USBN v1.0
Authoritative reference for implementers. Normative statements use RFC 2119 terminology. For design rationale and historical notes, see the accompanying paper.
Overview
This document specifies the Universal Standard Book Number (USBN) v1.0, a deterministic, registry-free, 13-character alphanumeric identifier for books derived from bibliographic metadata. USBNs require no central registry and can be independently computed by any party with access to a book's title page.
Identifier format
A USBN is a 13-character string matching the regular expression:
U[0-9A-HJKMNP-TV-Z]{12}
That is: the literal letter U followed by exactly 12
characters from the Crockford Base32 alphabet. A WSBN has the
same data format but begins with W and is computed
without the year.
USBNs and WSBNs are case-insensitive. A
conformant parser MUST uppercase its input before validation or
lookup. The canonical display form is uppercase, but
uazja136wfyxf and UAZJA136WFYXF MUST
resolve to the same identifier.
Input specification
A USBN is computed from three fields:
| Field | Type | Source |
|---|---|---|
TITLE | string | Title as printed on the title page |
AUTHOR | string | Author as printed on the title page |
YEAR | integer | Four-digit publication year |
For a WSBN the YEAR field is omitted.
Canonical input string
The canonical input string for a USBN is formed as:
S = NORMALIZE(TITLE || " " || AUTHOR || " " || STR(YEAR)) For a WSBN:
S = NORMALIZE(TITLE || " " || AUTHOR) Normalisation pipeline
An implementation MUST apply the following steps in order:
- Concatenation with a single ASCII space between fields.
- NFKD decomposition (Unicode normalisation form KD).
- Combining-character stripping: remove all characters in Unicode general category M (Mark).
- Uppercase using locale-independent Unicode case mapping.
- Whitespace collapse: replace each run of Unicode whitespace with a single ASCII space.
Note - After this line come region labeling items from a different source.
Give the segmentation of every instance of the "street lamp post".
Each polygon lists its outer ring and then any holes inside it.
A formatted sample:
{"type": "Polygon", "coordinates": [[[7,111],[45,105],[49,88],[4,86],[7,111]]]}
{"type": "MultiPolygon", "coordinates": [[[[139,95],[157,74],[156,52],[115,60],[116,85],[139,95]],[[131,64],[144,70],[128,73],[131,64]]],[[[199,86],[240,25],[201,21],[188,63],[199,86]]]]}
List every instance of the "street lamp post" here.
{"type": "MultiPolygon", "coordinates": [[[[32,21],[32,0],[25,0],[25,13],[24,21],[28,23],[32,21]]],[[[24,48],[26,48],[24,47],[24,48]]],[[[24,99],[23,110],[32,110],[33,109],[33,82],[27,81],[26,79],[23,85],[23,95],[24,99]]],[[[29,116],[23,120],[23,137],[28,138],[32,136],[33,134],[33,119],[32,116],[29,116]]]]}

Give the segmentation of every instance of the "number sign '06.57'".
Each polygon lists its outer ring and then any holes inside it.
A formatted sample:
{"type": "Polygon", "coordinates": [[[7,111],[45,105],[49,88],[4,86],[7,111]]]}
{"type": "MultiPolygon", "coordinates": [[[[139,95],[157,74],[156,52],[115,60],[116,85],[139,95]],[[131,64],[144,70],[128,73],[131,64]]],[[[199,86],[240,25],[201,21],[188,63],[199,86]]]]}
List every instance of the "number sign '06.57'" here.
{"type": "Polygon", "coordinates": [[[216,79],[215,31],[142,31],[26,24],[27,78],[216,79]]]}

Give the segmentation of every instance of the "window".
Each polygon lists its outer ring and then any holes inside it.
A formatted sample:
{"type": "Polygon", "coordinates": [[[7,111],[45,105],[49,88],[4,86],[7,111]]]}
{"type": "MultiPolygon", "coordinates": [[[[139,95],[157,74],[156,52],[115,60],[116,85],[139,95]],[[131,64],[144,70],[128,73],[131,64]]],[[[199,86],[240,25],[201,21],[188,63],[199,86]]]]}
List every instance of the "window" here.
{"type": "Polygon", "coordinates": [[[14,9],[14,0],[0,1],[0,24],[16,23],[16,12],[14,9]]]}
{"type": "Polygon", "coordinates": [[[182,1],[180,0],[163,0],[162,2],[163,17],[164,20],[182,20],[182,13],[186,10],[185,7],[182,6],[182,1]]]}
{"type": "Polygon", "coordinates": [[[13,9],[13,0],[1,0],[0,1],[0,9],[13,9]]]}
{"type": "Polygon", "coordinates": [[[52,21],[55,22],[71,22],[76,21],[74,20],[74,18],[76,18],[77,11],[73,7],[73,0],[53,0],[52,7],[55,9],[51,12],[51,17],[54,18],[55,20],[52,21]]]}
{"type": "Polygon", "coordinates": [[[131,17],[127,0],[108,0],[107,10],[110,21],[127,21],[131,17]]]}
- Trim leading and trailing whitespace.
Alphabet
The alphabet is Crockford Base32 — 32 characters, single case, excluding the four letters I, L, O, and U which are the most visually ambiguous in handwriting and print:
0 1 2 3 4 5 6 7 8 9 A B C D E F G H J K M N P Q R S T V W X Y Z Hash function
BLAKE2s (RFC 7693) is used with an 8-byte (64-bit) digest, no key, no salt, no personalisation. The hash input is the UTF-8 encoding of the canonical input string.
Encoding procedure
Given the 8-byte BLAKE2s digest H:
- Compute
n64 = BE(H)(64-bit unsigned integer). - Compute
n = n64 >> 4(the top 60 bits). - Encode
nin Crockford Base32, most-significant digit first. - Left-pad with
0to exactly 12 characters. - Prepend
Ufor a USBN orWfor a WSBN.
Twelve Crockford Base32 characters encode exactly
32¹² = 2⁶⁰ values. Taking 60 bits of BLAKE2s output
gives a lossless, padding-free encoding.
Collision analysis
A 60-bit hash space contains 2⁶⁰ ≈ 1.15 × 10¹⁸
possible values. 50% birthday collision probability occurs at
approximately 1.26 billion entries.
| Corpus | Size | P(≥1 collision) |
|---|---|---|
| Typical library | 1 M | 0.00004 % |
| Large union catalog | 10 M | 0.004 % |
| Pre-ISBN corpus | 60 M | 0.156 % |
| Estimated global corpus | 150 M | 0.97 % |
Canonical test vectors
Any conformant implementation MUST produce these identifiers for these inputs:
| Title / Author / Year | USBN | WSBN |
|---|---|---|
| The Outline of History / H. G. Wells / 1949 | UAZJA136WFYXF | WC17225YANQAM |
| The Outline of History / H. G. Wells / 1961 | UQHJ8P28DXHRC | WC17225YANQAM |
| George Washington A Biography / Douglas Southall Freeman / 1949 | UVKK6DS3YWESM | WGVKGH0WKR66C |
| College Calculus with Analytic Geometry / Murray H. Protter / 1964 | UGM4Y9KZVGYH7 | WDYNK8KP7FHSG |
| Über die Relativitätstheorie / Albert Einstein / 1916 | URAYHF9EDXKGQ | W718QV0NXA405 |
| The Elements of Style / William Strunk Jr. and E. B. White / 1959 | U4TMJP8GE1DSF | W4NPQT7637D53 |
URI scheme
USBNs and WSBNs MAY be represented as URNs:
urn:usbn:UAZJA136WFYXF
urn:wsbn:WC17225YANQAM Or as HTTP URIs via the reference resolver (planned):
https://openusbn.org/UAZJA136WFYXF
https://openusbn.org/WC17225YANQAM Security considerations
USBN has no security requirements. The hash function is used for compactness and determinism, not for authentication or confidentiality. An attacker who can construct metadata producing a chosen USBN gains no advantage, as USBNs carry no authority or access rights.